Ich bin ein großer Freund von Flexibilität. Unbegrenzt oft Dynamiken zu widersprechen ergibt jedoch im absoluten Regelfall keinen Sinn.
Üblicherweise erhalten Versicherungsnehmer ca. 4 Wochen vor der Hauptfälligkeit des Vertrags (üblicherweise der Monat und Tag des Versicherungsbeginns) ein Angebot zur dynamischen Erhöhung ihrer Berufsunfähigkeitsversicherung.
Wenn man dieses Angebot nicht wahrnehmen möchte, kann man formlos in Textform (bspw. per Mail) widersprechen. Der Widerspruch sollte die Versicherungsnummer, den Namen und die Absicht der zukünftigen Fortsetzung enthalten.
Beispiel Dynamikwiderspruch
Grußformel,
hiermit widerspreche ich der dynamischen Erhöhung [vom dd.mm.yyyy / für das Jahr yyyy] für Versicherungsnummer [1234].
Das Anrecht auf dynamische Erhöhungen für die Folgejahre soll bestehen bleiben.
Grußformel,
… ich
Durch den letzten Satz senkt man das Risiko, versehentlich einen Entfall des Anrechts auf dynamische Erhöhung zu produzieren. Wahlweise, weil die Anzahl der Widersprüche bedingungsseitig begrenzt ist oder weil der Versicherer mal wieder weniger erfolgreich mit Dunkelverarbeitung experimentiert.
Die Frist für einen Widerspruch beläuft sich auf mindestens 30 Tage ab tatsächlichem Erhalt des Angebots bzw. Erhalt des neuen Versicherungsscheins oder Dynamiknachtrags.
In der SBU (für selbstständige Berufsunfähigkeitsversicherung) können in der Regel bis 5 % Beitragsdynamik vereinbart werden, in der BUZ (für Berufsunfähigkeitsversicherung) regelmäßig bis zu 10 %. Situationsbedingt (bspw. Aktionsanträge) kann das eingeschränkt sein.

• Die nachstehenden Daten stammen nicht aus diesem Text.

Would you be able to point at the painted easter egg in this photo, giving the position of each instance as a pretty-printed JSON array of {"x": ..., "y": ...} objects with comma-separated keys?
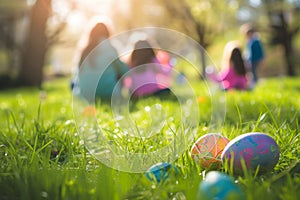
[
  {"x": 160, "y": 171},
  {"x": 207, "y": 150},
  {"x": 251, "y": 150},
  {"x": 217, "y": 185}
]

Eine Beitragsdynamik sollte bei Abschluss aber immer so hoch wie möglich gewählt werden, da ich dieses Anrecht selbst aktiv durch Annehmen oder Ablehnen steuern kann.
Fazit und Bewertung Beitragsdynamik Berufsunfähigkeitsversicherung
Beitragsdynamiken sind MEIN Anrecht einer schleichenden Nachversicherung, um insbesondere den Kaufkrafterhalt meiner vereinbarten Berufsunfähigkeitsrente darzustellen.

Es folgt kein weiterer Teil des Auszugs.